What did you changed?
@filipetrocadoferreira A lot of places, and I find many mistakes in RodrigoGantier code. Firstly, I changed the ground truth keypoint as label type. Secondly the loss function, I added weights in the keypoint loss function as the Detectron did, and then the sparse_softmax_cross_entropy_with_logits converges quickly. What's more importantly, the flipping method isn't right for keypoints, and we need some modifications. However, my results doesn't as good as the oringal paper. I 'm confused about it. I plan to submit my code when the results seem good.
Nice! I also found the way to deal with keypoint ground-truth can't be the same as the mask (because resizes and crops will prolly make clear it)
the code would be amazing
@filipetrocadoferreira @QtSignalProcessing @RodrigoGantier @racinmat I opensource my project with detailed code comments. The loss can converge quickly, but the predicted results are not as good as the original paper. I just have one 980 graphics card, so I release my code, and any contribution or improvement is welcome and appreciated. https://github.com/Superlee506/Mask_RCNN
@Superlee506 It's really hard to achieve results reported in the original paper since the training parameters should be carefully selected ( I read sth like this in one of the issues in Detectron ). BTW, distinguishing left/ right key points replies on the geometric information of human body, this could be done by post processing.
@QtSignalProcessing How to do the post processing? In my case, my model usually output the left/right key point together.
https://github.com/Superlee506/Mask_RCNN_Humanpose, I change the name of this repository.
@Superlee506 Positions of nose and eyes provide information that you can use for distinguishing left and right. Otherwise you should have some assumptions.
Sorry for my last comment, I used wrong words. The best way to distinguish left and right is to change the key point head to model the key points relationships.
@RodrigoGantier , thanks for your advice. It is really helpful to me. But for your following code, I have a little problems. First: I know the 14 should be the number of keypoint. Does it include the background? Second: And how to get the positive_ix, getting the postive_idx from results for rcnn part or other places? Third: Because for every keypoint, you compute a loss, when you output the keypoint detection loss, should compute the mean of them?
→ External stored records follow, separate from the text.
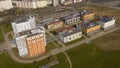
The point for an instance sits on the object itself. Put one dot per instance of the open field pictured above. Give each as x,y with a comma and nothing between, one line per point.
63,61
109,42
90,56
101,10
7,62
1,36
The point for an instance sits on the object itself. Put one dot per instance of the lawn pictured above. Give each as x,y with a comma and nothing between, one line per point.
111,41
63,61
1,36
74,41
7,62
50,46
90,56
101,10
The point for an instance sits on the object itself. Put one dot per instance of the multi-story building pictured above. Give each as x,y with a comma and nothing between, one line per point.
86,15
70,35
5,4
23,24
36,42
106,22
72,18
67,2
67,28
30,40
21,45
30,3
90,28
54,24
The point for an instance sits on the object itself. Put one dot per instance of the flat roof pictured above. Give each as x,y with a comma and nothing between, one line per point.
68,33
31,32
Any advice will be appreciated! thank you very much.
pred_masks = K.reshape(pred_masks, (-1, 784, 14)) target_masks = K.reshape(target_masks, (-1, 784, 14))
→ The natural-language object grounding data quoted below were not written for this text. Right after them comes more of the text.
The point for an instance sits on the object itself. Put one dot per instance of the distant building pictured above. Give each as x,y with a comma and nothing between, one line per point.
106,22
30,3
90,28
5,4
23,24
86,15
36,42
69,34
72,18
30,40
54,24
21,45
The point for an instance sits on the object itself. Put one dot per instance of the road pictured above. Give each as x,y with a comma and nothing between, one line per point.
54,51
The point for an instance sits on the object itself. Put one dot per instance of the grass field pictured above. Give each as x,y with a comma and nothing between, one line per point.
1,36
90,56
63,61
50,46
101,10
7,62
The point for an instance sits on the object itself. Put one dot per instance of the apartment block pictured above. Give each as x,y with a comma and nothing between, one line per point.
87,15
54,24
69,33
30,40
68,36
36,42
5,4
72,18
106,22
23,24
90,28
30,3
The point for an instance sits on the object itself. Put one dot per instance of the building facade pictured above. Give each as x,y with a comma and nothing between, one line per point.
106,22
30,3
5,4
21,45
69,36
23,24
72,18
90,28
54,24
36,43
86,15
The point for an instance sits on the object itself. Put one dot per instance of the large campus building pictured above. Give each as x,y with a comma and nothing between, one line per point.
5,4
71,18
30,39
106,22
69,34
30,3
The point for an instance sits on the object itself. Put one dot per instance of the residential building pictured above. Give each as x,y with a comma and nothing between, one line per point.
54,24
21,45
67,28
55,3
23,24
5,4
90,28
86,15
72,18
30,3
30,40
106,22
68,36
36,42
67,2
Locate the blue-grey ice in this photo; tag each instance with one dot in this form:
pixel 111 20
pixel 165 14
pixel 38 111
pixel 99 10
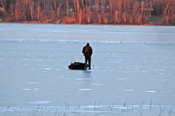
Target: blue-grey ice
pixel 132 74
Gather the masks (predicted and true) that contribute to loss y_true = tf.gather(target_masks, positive_ix) y_pred = tf.gather(pred_masks, positive_ix)
loss = [] for i in range(14): loss.append(tf.nn.softmax_cross_entropy_with_logits(logits=y_pred[:, :, i], labels=y_true[:, :, i])) loss = tf.stack(loss)
@rujiao @waleedka @RodrigoGantier , thanks for your advice. Now I have changed segmentation part for keypoint detection. But I found that rcnnL1Loss will be very big such as 234677418896143419441152.0000. Do you know what is the reason? Any advice will be appreciated. Thank you.
@rujiao @waleedka @taewookim @liu6381810 @MaeThird can anyone please help me get a feature vector of the masked region? I'm really struggling to get it I first referred to this Issue: https://github.com/matterport/Mask_RCNN/issues/1249 and then https://github.com/matterport/Mask_RCNN/issues/1190 i did all the changes mentioned there but i get errors like "positional argument required "roi_pooled_features". I'm still stuck here for a month and any help would be really appreciated.
Has anyone been successful in using the Mask RCNN to detect only keypoints?
Yes, I have used Mask-RCNN to detect bbox and keypoints. It works quick well. You can simply remove the mask part
@rujiao Could you share your code in Github?
Hi @waleedka : Thanks for the great work! Is it possible to train for keypoint detection? Sorry for the wrong title of the issue, I can't correct it.